Reviewing papers has been very helpful for me, for all the reasons mentioned. I only wish I had started earlier. My dissertation committee members were not very good about training students in practical, professional activities, so they never showed me any papers they were reviewing, nor recommended me as a possible reviewer for any papers. For my first several years as an asst. prof. I received no manuscripts to review. At some point I mentioned this to an older person in the profession and she was shocked. Within a couple of months I started receiving manuscripts -- I think she must have contacted some editors she knew and told them that I would be a good reviewer. Anyway, I learned very quickly what makes a publishable paper (as opposed to a dissertation chapter), and it really helped me with my own papers, which I had been having a lot of trouble getting published.

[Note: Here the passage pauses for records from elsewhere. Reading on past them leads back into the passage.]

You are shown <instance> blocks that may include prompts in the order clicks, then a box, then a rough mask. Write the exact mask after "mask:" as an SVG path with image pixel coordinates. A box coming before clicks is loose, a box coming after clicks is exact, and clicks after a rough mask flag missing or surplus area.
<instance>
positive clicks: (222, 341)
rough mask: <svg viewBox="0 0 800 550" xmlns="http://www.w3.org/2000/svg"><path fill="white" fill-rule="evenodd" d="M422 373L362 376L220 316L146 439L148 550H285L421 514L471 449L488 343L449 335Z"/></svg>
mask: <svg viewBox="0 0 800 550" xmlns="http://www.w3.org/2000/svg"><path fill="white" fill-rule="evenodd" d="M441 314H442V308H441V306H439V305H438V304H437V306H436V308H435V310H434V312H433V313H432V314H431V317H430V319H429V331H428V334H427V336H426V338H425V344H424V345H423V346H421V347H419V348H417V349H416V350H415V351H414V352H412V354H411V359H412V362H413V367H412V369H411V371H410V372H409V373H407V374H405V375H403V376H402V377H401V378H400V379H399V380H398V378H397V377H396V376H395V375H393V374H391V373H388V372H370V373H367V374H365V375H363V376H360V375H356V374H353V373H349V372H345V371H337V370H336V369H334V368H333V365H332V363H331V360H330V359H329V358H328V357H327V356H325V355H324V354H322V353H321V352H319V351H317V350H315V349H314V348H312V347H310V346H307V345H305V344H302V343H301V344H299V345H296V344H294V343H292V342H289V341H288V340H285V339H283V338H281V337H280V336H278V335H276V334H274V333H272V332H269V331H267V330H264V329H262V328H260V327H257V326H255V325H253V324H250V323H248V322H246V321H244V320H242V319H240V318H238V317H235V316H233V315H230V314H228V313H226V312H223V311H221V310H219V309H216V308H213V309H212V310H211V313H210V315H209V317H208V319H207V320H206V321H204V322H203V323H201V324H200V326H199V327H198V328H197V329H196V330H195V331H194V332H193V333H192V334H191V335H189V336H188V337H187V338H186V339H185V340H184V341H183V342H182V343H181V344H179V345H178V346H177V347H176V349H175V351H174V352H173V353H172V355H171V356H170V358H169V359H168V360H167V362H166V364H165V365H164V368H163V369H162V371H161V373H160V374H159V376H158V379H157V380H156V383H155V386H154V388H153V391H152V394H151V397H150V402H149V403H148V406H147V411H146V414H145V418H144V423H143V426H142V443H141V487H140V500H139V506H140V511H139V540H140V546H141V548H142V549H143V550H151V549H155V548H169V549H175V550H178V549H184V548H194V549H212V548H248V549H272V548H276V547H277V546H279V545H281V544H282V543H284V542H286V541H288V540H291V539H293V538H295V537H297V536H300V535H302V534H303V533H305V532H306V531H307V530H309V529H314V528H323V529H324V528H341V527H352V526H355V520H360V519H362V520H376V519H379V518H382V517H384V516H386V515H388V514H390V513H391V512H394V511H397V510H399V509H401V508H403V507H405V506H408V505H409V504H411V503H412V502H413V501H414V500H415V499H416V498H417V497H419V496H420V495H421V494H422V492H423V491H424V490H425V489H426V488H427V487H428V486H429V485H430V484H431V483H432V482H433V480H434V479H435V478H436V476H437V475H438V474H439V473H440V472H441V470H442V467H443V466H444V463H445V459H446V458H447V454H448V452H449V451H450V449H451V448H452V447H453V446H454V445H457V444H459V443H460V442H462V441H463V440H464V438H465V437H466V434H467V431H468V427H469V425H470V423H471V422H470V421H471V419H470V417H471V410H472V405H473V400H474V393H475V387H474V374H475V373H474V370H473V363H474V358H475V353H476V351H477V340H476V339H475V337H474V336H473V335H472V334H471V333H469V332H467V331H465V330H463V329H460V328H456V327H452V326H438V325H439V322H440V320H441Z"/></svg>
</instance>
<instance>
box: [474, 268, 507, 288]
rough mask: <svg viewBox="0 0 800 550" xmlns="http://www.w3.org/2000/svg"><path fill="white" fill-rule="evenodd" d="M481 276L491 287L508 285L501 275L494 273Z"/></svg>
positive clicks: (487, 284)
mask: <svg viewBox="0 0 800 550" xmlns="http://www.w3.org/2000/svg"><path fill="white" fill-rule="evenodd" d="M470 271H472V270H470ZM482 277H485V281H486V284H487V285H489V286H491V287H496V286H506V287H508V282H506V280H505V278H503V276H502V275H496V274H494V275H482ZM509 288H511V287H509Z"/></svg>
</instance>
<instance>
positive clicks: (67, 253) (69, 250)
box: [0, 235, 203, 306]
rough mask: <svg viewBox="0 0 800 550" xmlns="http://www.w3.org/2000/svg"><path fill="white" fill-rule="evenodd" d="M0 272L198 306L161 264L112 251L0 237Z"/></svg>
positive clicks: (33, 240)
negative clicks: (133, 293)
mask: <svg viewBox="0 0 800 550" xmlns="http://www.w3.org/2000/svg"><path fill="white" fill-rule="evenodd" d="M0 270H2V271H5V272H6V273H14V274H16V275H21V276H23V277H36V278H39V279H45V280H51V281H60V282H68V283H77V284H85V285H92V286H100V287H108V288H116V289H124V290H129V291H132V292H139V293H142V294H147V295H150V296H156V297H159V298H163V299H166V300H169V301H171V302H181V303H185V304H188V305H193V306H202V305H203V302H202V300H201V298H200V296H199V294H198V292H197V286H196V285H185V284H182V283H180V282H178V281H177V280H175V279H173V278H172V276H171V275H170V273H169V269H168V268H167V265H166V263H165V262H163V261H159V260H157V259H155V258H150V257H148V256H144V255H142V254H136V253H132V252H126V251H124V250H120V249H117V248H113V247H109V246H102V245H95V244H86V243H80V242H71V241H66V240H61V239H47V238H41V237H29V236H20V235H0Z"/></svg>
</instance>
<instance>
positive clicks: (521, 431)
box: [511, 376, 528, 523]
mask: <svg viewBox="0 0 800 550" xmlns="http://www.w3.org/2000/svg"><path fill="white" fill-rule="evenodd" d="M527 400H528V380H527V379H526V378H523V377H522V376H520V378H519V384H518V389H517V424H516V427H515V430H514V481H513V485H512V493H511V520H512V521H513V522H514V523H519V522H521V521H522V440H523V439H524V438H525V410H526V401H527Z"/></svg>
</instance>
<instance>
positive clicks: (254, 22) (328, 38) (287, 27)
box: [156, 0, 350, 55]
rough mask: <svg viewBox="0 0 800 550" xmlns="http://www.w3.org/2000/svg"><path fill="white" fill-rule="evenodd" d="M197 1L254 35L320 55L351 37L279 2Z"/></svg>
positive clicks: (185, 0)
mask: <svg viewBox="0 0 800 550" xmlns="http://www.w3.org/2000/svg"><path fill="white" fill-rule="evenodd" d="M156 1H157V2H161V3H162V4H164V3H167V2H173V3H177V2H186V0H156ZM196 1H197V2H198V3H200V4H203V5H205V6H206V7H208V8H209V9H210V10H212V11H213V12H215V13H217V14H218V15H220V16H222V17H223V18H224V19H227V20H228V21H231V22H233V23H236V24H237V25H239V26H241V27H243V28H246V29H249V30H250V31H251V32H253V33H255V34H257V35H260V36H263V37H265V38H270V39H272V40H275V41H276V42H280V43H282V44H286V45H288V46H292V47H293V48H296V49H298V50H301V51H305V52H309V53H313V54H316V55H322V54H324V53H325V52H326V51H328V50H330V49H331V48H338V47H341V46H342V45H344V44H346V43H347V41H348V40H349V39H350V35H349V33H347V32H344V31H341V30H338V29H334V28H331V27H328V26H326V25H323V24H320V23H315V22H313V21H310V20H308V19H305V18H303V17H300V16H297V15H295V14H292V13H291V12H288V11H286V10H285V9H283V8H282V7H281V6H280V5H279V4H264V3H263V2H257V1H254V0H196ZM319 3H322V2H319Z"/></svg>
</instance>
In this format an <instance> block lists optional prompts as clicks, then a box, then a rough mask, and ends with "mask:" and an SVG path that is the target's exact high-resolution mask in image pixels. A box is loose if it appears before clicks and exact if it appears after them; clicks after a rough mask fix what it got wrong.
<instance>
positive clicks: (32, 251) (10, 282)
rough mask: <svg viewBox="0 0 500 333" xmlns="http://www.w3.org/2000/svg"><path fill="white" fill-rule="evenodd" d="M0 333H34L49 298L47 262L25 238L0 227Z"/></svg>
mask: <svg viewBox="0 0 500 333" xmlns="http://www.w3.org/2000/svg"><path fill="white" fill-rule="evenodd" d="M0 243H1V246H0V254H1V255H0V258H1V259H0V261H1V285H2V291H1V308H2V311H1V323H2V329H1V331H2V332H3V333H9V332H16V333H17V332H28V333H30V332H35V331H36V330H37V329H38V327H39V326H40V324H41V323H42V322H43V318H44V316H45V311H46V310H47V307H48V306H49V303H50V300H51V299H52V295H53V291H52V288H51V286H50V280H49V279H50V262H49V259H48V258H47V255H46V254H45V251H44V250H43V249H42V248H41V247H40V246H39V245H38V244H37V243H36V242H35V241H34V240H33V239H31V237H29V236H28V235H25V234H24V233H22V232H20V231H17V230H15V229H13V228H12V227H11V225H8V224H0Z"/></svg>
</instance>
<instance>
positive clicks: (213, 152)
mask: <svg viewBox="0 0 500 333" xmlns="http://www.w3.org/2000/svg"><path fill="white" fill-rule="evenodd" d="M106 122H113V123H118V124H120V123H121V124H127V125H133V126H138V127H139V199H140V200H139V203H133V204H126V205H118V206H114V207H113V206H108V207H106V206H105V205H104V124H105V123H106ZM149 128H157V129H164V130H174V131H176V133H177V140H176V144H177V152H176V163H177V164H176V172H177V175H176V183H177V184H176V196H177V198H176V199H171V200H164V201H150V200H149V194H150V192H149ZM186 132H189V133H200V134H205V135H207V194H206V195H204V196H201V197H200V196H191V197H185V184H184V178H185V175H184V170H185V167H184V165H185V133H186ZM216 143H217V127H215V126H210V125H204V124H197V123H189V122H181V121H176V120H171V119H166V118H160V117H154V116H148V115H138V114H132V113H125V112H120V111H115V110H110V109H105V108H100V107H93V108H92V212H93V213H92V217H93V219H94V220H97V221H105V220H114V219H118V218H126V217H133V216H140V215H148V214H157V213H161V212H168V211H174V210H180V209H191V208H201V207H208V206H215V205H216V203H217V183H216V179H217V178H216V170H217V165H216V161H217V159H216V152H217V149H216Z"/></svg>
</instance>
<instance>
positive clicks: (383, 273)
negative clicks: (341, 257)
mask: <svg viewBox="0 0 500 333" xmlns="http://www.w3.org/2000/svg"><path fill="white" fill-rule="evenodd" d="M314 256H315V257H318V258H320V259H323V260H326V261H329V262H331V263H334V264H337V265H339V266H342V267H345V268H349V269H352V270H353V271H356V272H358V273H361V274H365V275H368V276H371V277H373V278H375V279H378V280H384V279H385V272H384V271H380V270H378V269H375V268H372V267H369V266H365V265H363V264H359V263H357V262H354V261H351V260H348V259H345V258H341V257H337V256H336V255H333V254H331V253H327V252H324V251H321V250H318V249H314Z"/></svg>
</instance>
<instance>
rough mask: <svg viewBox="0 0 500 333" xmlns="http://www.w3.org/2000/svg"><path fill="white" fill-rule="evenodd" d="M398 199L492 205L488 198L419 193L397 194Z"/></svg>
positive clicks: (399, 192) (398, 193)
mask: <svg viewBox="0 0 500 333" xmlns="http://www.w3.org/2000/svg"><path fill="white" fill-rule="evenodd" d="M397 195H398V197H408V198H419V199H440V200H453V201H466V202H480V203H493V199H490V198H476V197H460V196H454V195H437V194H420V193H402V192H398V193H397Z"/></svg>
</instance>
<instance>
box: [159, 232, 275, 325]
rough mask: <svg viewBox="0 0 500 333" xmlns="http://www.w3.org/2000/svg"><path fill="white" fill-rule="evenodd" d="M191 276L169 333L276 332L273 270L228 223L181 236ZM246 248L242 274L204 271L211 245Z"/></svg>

When I review an article, I submit two files: (1) a recommendation to the editor, and (2) comments for the author. The authors receive only the second document.
(I'm not sure how common this is, but it was the advice I was given for my first review assignment.)
About self-plagiarism: you can read the paper C. Collberg and S. G. Kobourov, "Self-Plagiarism in Computer Science," Communications of the ACM, v. 48, no. 2, p. 88-94, 2005. http://portal.acm.org/citation.cfm?id=1053291.1053293
Reviewers should have a reputation measure that is similar to sellers on eBay. Authors can then ranked, via an anonymous ID, the constructiveness of a reviewer's feedback.
No editor worth their salt uses only the suggested reviewers, nor forgets which reviewers were suggested. Suggestions are quite useful, usually editors know who else has the same specialty as the suggested people.
Editors do not edit reviews, so far as I know - that's unethical, but do offer to keep some comments for their eyes only.
Is it common practice to pick reviewers from the set of authors cited in the manuscript? I feel that I not uncommonly am invited to review a paper because my work is cited, even if the citation is tangential to the main topic of the paper.
I agree that reviewing has a number of good side effects.
However, the moral argument--that somehow just because I submit papers to a journal means I have an obligation to review them is silly. Just because you benefit from s service does not mean you should be expected to contribute to it.
Excellent timing! Just a few days ago I received my first review request (and a few hours later my second).
Both were journals that I'd submitted to in the year or so since I received my PhD. I'm guessing this is not a coincidence.